Lebanese headed to the polls for the first time in six years yesterday for municipal elections including in Beirut, where a new grassroots campaign is taking on entrenched parties.
It is the first election of any kind in Lebanon since the last municipal polls in 2010, in a country that has not had a president for the past two years nor voted for a parliament since 2009.
Voters trickled to polling stations in Beirut and in two provinces of the Bekaa region in the first stage of an election to last until May 29 in five other provinces.
By the time polls closed at 1600 GMT turnout in the capital was weak, Interior Minister Nohad Mashnouq said.
He told reporters that turnout in Beirut was estimated at around 20% while it was much higher in the Bekaa region, dominated by the Shia movement Hezbollah, at around 50%.
First results are expected overnight.
In Beirut, an unlikely alliance of citizens for the first time challenged traditional politicians like ex-prime minister Saad Hariri, whose Future Movement usually dominates elections in the capital.
Beirut Madinati, or Arabic for “Beirut is my city”, emerged after civil society gained momentum in protests last summer over a political crisis that saw trash pile up on streets.
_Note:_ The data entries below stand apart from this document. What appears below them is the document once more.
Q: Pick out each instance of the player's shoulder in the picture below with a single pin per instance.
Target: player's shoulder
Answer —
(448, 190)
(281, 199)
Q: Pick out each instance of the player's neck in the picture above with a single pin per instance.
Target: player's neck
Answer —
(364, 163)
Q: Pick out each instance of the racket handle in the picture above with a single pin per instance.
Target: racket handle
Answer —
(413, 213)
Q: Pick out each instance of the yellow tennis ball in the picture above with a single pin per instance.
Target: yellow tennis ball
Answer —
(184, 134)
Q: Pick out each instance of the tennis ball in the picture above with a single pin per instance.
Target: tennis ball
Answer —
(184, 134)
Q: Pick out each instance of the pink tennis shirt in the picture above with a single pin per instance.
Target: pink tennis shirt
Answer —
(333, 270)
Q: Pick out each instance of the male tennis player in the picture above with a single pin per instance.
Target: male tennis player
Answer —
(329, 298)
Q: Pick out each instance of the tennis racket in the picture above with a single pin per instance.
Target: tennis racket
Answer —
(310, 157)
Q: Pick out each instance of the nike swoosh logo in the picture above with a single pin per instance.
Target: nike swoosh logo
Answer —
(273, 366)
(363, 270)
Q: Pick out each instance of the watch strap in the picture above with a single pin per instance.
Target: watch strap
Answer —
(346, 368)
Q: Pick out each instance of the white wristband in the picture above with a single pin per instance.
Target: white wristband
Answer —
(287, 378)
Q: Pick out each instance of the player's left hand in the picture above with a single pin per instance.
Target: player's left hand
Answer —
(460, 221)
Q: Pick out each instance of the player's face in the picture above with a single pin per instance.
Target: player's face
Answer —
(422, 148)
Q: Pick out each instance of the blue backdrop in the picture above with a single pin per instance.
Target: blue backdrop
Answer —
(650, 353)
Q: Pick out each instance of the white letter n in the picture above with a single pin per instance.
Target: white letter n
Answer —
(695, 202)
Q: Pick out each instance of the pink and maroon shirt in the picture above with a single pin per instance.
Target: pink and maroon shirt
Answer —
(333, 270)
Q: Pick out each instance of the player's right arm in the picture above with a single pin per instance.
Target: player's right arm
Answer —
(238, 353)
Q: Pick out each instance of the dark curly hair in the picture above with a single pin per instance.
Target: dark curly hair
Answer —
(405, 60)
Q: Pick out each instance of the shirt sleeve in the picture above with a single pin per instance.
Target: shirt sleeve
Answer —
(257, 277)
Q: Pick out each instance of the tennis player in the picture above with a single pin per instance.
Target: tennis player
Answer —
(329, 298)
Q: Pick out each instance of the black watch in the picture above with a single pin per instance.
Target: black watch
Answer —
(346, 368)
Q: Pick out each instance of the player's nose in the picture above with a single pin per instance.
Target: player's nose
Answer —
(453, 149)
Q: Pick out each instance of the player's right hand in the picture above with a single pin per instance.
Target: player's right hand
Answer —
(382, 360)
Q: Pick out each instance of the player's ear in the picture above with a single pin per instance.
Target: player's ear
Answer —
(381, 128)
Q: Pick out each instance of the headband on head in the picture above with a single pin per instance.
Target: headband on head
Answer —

Coming out of a polling station in Beirut, a 43-year-old voter who gave his name only as Elie was enthusiastic.
“Even if just one candidate from Beirut Madinati gets in, it’ll be a victory for civil society,” said the employee of a money transfer company, who in 2010 had voted for the Hariri-backed list.
“We’re fed up with this corrupt political class,” he said.
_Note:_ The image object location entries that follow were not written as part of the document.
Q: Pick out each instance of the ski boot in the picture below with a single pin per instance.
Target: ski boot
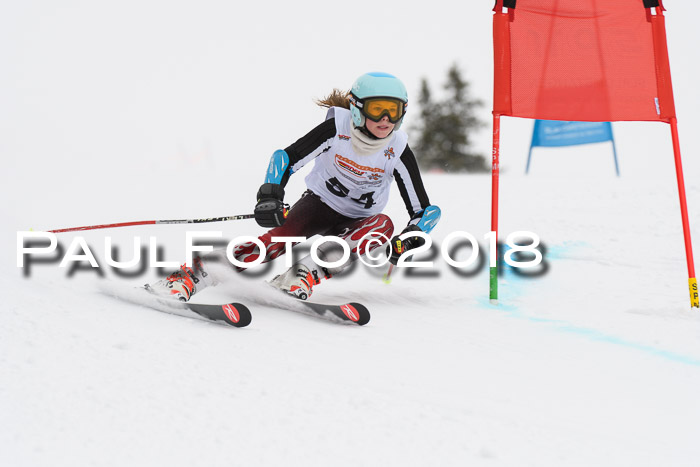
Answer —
(181, 284)
(298, 282)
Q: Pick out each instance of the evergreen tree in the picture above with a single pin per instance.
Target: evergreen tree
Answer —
(445, 128)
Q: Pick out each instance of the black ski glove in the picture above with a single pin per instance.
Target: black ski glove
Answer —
(397, 247)
(270, 210)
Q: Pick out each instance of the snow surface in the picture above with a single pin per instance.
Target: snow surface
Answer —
(594, 362)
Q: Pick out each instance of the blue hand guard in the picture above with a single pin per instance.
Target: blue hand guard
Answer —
(429, 218)
(278, 164)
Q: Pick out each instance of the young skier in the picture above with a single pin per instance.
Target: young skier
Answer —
(358, 151)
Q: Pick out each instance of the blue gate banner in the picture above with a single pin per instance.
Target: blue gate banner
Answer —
(554, 133)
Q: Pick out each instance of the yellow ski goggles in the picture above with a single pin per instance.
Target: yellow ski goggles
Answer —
(375, 108)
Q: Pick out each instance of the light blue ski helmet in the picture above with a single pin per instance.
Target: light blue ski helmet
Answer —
(376, 84)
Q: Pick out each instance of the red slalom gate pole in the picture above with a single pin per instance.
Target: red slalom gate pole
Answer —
(692, 281)
(173, 221)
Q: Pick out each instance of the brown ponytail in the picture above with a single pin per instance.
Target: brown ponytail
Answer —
(336, 98)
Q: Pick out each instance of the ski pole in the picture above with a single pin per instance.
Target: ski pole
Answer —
(387, 276)
(173, 221)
The 24-candidate list of independents includes teachers, fishermen and artists such as famed actress and film director Nadine Labaki.
But 40-year-old Mariam said she had voted for the Hariri list because “it represents the people of Beirut”.
Since the end of the Lebanese civil war in 1990, lists in the municipal polls every six years have traditionally been pulled together by a handful of parties often formed along sectarian lines and led by former warlords.
Beirut Madinati faces the formidable challenge of breaking through that established political class in a bid to win all 24 seats in the capital.
Only about 470,000 voters are registered in Beirut, a metropolis home to four times more people.
The country’s electoral law stipulates that Lebanese are automatically registered to vote in the birthplace of their ancestors.
Lebanon has been without a president since May 2014, when the mandate of Michel Sleiman expired, because the country’s Christians, Sunni and Shia Muslims and Druze cannot agree on a candidate.
The country’s political scene is deeply divided, with the government split roughly between a bloc led by Hezbollah - backed by Iran and Syria - and another headed by Hariri - supported by Saudi Arabia and the US.
These rivals have joined forces against Beirut Madinati for the municipal polls in Beirut, however.
Yesterday posters of the traditional candidates were plastered on the city’s walls, while Beirut Madinati supporters took to social media to convince friends and acquaintances registered in Beirut to vote.
Lebanese suffer from poor infrastructure and public services, as well as water and power shortages.
Beirut Madinati’s programme to attract frustrated voters includes plans to improve public transport in the traffic-ridden city, introduce more green spaces, make housing affordable and implement a lasting waste management solution.
Hezbollah is expected to win in the Bekaa region - except in the town of Zahle, where a list of candidates from an influential family backed by Hariri is vying against another supported by traditional Christian parties.
In Beirut and the Bekaa region, another grassroots movement called Citizens in a State, led by former minister and economist Charbel Nahhas, is taking part in the polls.